Director
Director of the Center for Desert Agriculture | Professor of Plant Science | Principal Investigator of the Wing Lab
B2/R3277
Rod A. Wing earned his PhD in Genetics from UC Davis, and completed Postdoctoral Research at Cornell’s NSF Plant Science Center and USDA/UC Berkeley’s Plant Gene Expression Center. His 30-year career in plant science has spanned the US, beginning as an Assistant Professor of Soil & Crop Sciences at Texas A&M, followed by Coker Chair of Genetics & Biochemistry at Clemson University, and Regents Professor and Bud Antle Chair at the University of Arizona’s School of Plant Sciences. Prior to joining KAUST, he led both the Clemson University Genomics Institute and the Arizona Genomics Institute. Wing has been the recipient of numerous international honors and awards.

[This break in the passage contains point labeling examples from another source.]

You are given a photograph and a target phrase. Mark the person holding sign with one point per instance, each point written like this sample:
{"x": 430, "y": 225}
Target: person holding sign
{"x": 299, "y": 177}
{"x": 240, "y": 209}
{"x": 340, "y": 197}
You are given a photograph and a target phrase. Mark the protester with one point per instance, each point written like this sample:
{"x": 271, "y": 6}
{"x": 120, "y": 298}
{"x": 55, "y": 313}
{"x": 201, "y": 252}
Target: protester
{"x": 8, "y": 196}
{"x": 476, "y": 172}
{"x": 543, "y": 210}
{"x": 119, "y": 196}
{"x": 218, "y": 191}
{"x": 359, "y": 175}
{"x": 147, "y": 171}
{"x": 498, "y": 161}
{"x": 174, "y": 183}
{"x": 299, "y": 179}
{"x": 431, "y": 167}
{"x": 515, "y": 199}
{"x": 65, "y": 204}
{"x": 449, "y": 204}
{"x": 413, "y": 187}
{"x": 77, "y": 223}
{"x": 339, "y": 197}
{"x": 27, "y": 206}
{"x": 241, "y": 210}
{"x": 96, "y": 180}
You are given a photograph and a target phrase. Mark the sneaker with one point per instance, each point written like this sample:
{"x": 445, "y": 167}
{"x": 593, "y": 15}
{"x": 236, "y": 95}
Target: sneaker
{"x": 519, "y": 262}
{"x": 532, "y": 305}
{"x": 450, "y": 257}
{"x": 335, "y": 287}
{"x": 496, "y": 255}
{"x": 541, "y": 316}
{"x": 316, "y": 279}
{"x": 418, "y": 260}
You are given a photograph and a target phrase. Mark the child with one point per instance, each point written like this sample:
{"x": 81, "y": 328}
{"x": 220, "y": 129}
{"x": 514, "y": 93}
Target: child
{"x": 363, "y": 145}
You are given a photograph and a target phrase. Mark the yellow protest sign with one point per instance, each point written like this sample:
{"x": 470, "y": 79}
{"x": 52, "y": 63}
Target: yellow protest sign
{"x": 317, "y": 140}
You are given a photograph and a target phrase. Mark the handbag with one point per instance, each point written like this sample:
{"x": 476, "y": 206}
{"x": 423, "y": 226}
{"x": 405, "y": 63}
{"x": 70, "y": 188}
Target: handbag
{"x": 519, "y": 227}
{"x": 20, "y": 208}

Wing's pioneering work on the genome biology of rice and other crop plants has empowered the agricultural community across the globe to address both fundamental and applied research in pursuit of the 10 billion people question: How can we sustainably grow enough nutritious food to feed the world by 2050 without destroying our planet? Wing’s approach to this question is to identify, understand, and harness the majority of natural variation that already exists in cultivated rice and its wild ancestors, and to use that information to create the next generation of green super crops. Since rice is the most important food crop on the planet, his team is developing new crop varieties that are higher yielding and more nutritious while having a smaller environmental footprint.